News of the increase in his pay packet comes as Unilever faces pressure from shareholders over its languishing share price and a failed £50bn bid for GlaxoSmithKline’s consumer health unit late last year.
Jope’s total remuneration rose to £4.9mn in cash and shares in 2021 from £3.4mn the previous year after his bonus payments jumped sharply, according to Unilever’s annual report released on Wednesday.
This was partly as a result of underlying sales growth — a key metric for consumer goods companies — of 4.5 per cent, up from 1.9 per cent the previous year.
The growth figure, which beat a company target of 3.5 per cent, was driven by higher prices: pricing contributed growth of 2.9 per cent at the maker of Magnum ice cream, Domestos bleach and Dove soap.
Andrea Jung, chair of Unilever’s compensation committee, said in a note to shareholders that the group’s remuneration committee had decided “after careful consideration . . . not to change the targets in response to volatile business conditions, nor to exercise discretion on the formulaic outcome, which will set the global bonus pool for all eligible Unilever employees”.
She added: “Our decision not to amend targets mid-year in light of significant inflationary conditions was taken to ensure that employees and executive directors are treated commensurately with the interests of our shareholders.”
Jope’s higher pay packet, made up of £1.5mn fixed pay and the rest bonuses, was 70 times the pay of the median Unilever UK employee, up from 55 times a year earlier.
But it was dwarfed by those received by his predecessor Paul Polman, who was paid a total of £11.7mn in 2018, his last year in the post, and a similar figure in 2017.
Graeme Pitkethly, chief financial officer, received a 16 per cent pay rise to £3.4mn for 2021.
Unilever’s share price was down 10.2 per cent to £39.46 during the year.
Jope and Pitkethly’s annual bonuses, partly paid out as deferred share awards, are based on company performance against targets that include underlying sales growth, free cash flow and underlying operating margin, where the group underperformed in 2021.

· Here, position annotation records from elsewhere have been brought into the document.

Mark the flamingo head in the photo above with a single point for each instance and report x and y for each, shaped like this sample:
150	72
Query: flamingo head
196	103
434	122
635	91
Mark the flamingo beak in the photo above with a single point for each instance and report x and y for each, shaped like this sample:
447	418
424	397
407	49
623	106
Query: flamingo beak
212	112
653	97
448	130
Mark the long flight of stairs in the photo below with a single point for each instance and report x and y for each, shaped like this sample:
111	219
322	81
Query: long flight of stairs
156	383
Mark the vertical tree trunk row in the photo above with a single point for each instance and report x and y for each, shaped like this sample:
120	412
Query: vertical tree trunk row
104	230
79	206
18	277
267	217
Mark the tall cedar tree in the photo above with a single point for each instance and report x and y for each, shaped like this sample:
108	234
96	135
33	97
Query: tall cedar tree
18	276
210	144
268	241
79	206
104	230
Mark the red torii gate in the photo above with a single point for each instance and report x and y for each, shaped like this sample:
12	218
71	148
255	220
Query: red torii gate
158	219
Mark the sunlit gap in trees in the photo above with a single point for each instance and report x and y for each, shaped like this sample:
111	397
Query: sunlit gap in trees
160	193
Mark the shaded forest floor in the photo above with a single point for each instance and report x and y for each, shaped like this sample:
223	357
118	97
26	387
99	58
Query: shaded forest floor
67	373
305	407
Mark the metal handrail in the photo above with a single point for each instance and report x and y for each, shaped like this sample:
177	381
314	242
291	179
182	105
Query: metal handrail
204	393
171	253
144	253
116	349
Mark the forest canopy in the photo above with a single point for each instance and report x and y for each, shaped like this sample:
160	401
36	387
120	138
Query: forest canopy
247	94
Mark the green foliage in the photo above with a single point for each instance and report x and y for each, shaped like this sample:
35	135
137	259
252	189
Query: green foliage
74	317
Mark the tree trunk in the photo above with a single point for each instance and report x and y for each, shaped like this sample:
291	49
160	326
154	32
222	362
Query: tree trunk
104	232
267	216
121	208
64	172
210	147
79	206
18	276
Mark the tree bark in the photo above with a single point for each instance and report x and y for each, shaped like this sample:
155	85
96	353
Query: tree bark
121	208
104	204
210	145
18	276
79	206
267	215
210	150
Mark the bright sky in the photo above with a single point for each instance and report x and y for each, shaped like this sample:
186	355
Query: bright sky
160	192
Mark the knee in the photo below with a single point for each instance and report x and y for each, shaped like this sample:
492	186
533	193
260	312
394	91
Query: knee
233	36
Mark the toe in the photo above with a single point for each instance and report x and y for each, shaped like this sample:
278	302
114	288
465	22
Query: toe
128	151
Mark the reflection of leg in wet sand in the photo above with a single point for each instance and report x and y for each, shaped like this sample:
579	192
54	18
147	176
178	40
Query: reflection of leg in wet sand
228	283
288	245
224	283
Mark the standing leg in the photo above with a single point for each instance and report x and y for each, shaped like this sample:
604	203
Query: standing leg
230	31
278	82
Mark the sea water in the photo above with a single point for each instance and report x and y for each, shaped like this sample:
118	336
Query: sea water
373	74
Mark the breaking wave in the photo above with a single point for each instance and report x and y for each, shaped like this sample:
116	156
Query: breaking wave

A longer-term management co-investment plan is based on similar factors over three years, plus a sustainability measure.
Jung acknowledged that “2021 was a year of volatility with continued impact from the Covid-19 pandemic and unprecedented global commodity inflation driven by supply constraints and demand spikes”.
Unilever faced criticism from some analysts ahead of its 2021 annual meeting for proposing changes to its remuneration policy that James Edwardes Jones, analyst at RBC Capital Markets, at the time said would “benefit Unilever’s senior executives at the expense of shareholders”.
They included targets for the proportion of the business that is gaining market share, which he said were set at “undemanding levels”. But the changes were voted through by 93.5 per cent of shareholders.